Many people with arthritis say that aids and adaptations make a real difference to their day-to-day lives. So much so, in a 2019 report, we found that more than half (60%) of people with arthritis used an aid or adaptation. 

Aids are gadgets or equipment that help you manage everyday tasks. There are some you can use to make driving a bit easier, such as power steering, special cushions or a steering ball.  

If you adapt your car to make driving easier, you should speak to the Driver and Vehicle Licensing Agency (DVLA).  

For more advice on driving and adaptations, it’s also worth chatting with Driving Mobility. They are UK-wide network of independent organisations that offer a range of mobility assessment services and advice. 

Find your nearest centre 

Ask for help  

If you’re struggling to get around, don’t be afraid to ask for help from your loved ones.  

For example, could you ask a friend or family member to give you a lift? Remember that you don’t have to face arthritis alone and that people will want to support you.  

Who can give me advice about driving with arthritis? 

Driving Mobility provide a range of mobility assessment services and advice, such as: 

  • Access assessments – cover techniques and adaptations to get in and out of a car. 
  • Driving assessments – which look at your ability to drive. The assessor can give advice on how to make driving easier and on gadgets which might help, for example steering aids or more complex adaptations. 
  • Tuition service for new or returning drivers – they can assess your needs and teach you how to drive in specially adapted vehicles if needed. 

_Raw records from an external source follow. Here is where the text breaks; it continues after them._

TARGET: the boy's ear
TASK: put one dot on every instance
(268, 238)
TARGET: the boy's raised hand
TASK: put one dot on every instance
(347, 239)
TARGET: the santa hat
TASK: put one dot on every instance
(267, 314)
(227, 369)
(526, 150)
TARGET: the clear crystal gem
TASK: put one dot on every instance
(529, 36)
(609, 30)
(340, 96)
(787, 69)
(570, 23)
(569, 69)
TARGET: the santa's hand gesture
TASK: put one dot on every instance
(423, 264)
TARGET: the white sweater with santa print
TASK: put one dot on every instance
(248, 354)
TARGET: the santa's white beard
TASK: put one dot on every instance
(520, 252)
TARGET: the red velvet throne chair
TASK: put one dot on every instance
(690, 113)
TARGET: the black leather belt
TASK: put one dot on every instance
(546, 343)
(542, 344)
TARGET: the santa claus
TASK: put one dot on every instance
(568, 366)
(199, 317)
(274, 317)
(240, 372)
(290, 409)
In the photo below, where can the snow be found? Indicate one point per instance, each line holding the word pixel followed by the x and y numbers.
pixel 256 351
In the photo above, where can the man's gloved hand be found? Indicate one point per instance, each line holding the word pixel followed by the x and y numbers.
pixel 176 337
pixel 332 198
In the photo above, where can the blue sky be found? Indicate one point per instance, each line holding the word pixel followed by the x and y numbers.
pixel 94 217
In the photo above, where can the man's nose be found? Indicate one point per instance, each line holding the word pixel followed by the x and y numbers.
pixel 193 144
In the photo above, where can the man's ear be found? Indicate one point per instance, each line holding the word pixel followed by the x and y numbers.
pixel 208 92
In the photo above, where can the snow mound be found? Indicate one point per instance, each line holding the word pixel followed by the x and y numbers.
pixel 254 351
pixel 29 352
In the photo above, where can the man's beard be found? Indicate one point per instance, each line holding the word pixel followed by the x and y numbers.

You can use the Driving Mobility website to find your nearest centre. 

What does the law say about driving with arthritis? 

You only need to tell the DVLA about your arthritis if: 

  • It affects your ability to drive. 
  • You use special controls for driving. 

Any disabilities you disclose to the DVLA will also need to be disclosed to your car insurance provider. Although they shouldn’t charge you more unless they can prove your condition makes you a higher risk.